The part of the standard cargo container that may change is the length. The standard length is either 20 ft., 40 ft., 45 ft. or 53 ft.
A general purpose cargo container has doors fitted at one end and is constructed of corrugated weathering steel. The cargo containers can be stacked up to seven containers high. At each of the eight corners are castings with openings for twist-lock fasteners to hold the cargo containers in position. It is estimated there are 17 million cargo containers available world-wide.
In the railroad industry there is a category of shipping containers called “Container on a Flat Rack”, which category does not require a terminal to load or unload.
In the last two years, hydraulic fracturing (also known as “fracing”) has been used in hydrocarbon wells to create cracks in underground reservoir rock formations to create new channels in the rock, which increases the extraction rate and ultimate recovery of fossil fuels. To keep the fractures from closing, during the fracing process a proppant is injected with a fluid, which proppant keeps the fractures open once the pressure is released. The most common proppant used is sand, although in recent years other proppants such as resin-coated or ceramic sand has been utilized.

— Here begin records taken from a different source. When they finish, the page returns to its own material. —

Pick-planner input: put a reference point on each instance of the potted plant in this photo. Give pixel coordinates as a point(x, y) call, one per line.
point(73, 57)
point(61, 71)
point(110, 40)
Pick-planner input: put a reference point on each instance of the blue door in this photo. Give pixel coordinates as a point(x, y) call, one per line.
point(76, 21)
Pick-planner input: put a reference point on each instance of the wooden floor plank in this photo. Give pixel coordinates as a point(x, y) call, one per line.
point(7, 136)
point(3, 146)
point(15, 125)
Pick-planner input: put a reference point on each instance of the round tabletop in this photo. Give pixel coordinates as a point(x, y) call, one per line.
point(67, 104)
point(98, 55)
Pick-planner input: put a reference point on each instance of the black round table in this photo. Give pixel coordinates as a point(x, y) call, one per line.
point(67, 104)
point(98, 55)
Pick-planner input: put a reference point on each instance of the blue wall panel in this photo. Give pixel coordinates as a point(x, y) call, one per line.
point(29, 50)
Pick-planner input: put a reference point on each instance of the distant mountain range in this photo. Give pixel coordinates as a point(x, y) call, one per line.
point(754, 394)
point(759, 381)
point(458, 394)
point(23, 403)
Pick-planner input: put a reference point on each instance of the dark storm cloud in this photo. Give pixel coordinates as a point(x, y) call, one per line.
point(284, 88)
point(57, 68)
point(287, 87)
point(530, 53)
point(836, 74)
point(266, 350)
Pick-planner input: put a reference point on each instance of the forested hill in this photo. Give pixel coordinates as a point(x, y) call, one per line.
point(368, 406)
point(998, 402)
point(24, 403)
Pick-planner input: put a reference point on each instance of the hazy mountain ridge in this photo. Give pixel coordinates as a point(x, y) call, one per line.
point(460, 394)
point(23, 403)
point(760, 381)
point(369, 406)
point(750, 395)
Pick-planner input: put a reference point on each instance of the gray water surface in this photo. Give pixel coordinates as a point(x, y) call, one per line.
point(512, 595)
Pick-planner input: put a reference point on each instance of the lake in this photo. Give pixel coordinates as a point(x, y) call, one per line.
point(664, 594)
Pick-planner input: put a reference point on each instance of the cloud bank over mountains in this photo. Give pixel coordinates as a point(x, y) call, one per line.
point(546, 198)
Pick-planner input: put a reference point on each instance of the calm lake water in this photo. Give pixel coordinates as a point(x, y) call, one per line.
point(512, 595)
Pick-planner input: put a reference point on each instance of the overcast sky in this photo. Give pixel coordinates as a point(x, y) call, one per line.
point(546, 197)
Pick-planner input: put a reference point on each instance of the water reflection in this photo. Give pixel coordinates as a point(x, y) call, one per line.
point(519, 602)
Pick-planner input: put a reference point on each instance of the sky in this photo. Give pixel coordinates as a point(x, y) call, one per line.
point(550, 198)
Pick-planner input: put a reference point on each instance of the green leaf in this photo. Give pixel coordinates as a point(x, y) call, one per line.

In reservoirs such as shale rock or coal beds, fracing may be used to cause the production of natural gas or oil from those formations. Otherwise, there is not sufficient viscosity, permeability or reservoir pressure to allow the natural gas or oil to flow from the rock into the well bore at economic rates. Fracturing will provide flow paths connecting a larger area of the reservoir to the well, thereby increasing the area from which natural gas or liquids can be recovered from a formation. In such case, a proppant, such as sand, is necessary to keep the fractures open with the oil and gas flowing there through.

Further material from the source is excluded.